Polyethylene Terephthalates
Title: Polyethylene Terephthalates
Additional Names: PET
Literature References: Fiber forming polyesters prepd from terephthalic acid, q.v. or its esters and ethylene glycol: Whinfield, Dickson, US 2465319 (1949 to du Pont). Review of structures, definition of trade names: R. W. Moncrieff, Man-Made Fibres (John Wiley & Sons, New York, 4th ed., 1963) pp 361-389, 707-723.

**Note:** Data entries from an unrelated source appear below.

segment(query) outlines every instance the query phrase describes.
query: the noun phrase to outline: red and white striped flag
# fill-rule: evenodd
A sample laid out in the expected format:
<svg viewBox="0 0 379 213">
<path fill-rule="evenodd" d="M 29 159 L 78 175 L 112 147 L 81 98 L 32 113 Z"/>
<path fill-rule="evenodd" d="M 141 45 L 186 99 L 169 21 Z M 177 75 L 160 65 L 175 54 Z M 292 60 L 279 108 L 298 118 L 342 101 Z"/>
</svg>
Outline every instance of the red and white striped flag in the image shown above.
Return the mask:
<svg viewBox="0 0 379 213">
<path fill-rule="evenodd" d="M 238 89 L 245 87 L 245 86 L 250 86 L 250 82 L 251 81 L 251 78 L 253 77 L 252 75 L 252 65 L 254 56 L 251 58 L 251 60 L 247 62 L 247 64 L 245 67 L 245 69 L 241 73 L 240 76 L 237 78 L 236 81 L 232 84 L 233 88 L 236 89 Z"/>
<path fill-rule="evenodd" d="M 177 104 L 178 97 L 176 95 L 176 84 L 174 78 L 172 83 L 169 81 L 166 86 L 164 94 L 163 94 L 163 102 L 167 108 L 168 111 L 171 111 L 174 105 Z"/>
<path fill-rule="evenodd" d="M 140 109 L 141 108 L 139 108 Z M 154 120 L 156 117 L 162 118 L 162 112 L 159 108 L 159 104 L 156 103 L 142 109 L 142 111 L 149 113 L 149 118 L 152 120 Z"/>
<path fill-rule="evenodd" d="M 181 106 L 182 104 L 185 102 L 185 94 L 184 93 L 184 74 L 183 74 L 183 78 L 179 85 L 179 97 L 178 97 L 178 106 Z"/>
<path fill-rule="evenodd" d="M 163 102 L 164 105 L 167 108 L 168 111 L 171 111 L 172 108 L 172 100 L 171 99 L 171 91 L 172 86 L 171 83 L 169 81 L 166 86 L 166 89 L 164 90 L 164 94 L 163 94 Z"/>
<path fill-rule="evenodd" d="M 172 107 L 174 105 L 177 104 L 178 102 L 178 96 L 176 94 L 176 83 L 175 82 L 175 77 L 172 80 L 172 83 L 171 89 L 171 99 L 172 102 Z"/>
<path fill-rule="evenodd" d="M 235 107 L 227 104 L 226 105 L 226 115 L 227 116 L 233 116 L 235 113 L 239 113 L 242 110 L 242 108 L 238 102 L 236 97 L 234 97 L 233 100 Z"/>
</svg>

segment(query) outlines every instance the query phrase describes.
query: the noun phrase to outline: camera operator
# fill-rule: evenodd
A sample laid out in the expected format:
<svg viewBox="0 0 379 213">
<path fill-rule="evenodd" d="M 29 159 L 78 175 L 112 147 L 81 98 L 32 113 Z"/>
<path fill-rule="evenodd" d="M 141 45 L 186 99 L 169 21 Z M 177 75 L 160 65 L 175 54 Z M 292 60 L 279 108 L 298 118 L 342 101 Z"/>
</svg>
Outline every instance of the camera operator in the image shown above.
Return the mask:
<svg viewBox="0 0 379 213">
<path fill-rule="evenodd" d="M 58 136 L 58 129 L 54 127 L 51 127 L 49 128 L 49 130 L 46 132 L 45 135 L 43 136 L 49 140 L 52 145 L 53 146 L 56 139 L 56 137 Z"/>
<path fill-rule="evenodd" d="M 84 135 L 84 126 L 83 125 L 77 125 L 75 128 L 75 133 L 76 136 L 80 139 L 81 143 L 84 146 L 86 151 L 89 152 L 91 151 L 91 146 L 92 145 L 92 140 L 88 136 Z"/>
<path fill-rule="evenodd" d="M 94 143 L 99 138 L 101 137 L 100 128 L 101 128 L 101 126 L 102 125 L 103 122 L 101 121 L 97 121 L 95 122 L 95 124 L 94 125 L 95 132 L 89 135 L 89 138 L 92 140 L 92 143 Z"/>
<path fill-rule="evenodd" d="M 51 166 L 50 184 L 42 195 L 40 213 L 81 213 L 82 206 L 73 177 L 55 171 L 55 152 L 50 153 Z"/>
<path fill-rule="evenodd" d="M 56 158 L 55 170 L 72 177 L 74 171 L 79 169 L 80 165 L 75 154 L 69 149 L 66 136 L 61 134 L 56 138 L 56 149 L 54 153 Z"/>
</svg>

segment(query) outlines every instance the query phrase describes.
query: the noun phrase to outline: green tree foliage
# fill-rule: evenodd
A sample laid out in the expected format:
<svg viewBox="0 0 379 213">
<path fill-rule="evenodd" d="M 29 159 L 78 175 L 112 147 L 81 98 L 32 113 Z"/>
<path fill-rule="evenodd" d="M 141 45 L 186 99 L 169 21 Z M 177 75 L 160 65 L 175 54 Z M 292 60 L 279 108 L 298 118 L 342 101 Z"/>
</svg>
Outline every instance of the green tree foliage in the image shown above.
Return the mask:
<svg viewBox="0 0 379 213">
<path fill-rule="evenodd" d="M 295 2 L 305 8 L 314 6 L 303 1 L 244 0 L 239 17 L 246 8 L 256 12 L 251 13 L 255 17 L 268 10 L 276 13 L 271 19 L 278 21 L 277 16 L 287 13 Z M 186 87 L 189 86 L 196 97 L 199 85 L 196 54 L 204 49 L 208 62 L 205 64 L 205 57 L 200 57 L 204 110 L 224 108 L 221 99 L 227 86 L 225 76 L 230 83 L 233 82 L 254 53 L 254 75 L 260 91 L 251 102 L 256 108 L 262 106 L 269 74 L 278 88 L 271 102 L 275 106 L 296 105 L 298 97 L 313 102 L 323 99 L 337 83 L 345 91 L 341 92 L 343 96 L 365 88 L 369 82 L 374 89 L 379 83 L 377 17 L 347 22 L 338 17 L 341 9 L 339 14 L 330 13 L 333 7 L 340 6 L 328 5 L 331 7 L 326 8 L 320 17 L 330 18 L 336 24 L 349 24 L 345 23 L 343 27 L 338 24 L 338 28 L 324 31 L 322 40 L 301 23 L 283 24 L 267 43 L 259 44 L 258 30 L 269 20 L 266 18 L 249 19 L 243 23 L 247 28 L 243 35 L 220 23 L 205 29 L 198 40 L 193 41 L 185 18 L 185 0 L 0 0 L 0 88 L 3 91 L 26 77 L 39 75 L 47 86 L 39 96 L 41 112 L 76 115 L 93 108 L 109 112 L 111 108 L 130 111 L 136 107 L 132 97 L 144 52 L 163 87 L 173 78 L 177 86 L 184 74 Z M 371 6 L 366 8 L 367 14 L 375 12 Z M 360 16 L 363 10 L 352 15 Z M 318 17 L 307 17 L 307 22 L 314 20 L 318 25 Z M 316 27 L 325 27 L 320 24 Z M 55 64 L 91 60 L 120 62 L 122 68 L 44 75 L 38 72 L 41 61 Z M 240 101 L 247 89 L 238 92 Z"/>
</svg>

Properties: R = OH, Dacron (DuPont) , Amilar (DuPont) , Fiber V (DuPont) . Solid, dec at approx 250°. Sp gr 1.38. Sol in hot m-cresol, trifluoroacetic acid, o-chlorophenol, a mixture of 7 parts of trichlorophenol and 10 parts (by wt) of phenol, a mixture of 2 parts of tetrachloroethane and 3 parts (by wt) of phenol. Fiber has good resistance to weak acids even at boiling temp, to strong acids in the cold, to weak alkalies, to bleaches, to most alcohols, ketones, soaps, detergents, and dry cleaning agents. Fabric has good resistance to creasing, abrasion, heat aging, and sunlight when behind glass. When "heat-set", fabric will not shrink in either boiling water or boiling drycleaning solvent. Fabric burns, but local melting generally prevents spread of fire. Insects cannot thrive on the fiber, but some can cut through it. Molds, mildew, and fungi may grow on applied finishes, but do not attack fiber. R = OCH3, Terylene (ICI) . For physical properties, see Dacron above. Other similar products: Diolen (Glanzstoff) , Enkalene (Kunstzijde) , Fortrel (Celanese) , Tergal (Rhône-Poulenc) , Terital (Montecatini) , Terlenka (Kunstzijde) , Trevira (Hoechst) , Mylar (DuPont) .
Use: In fabric manufacture; as films; as base for magnetic coatings. Surgical aid (arterial grafts).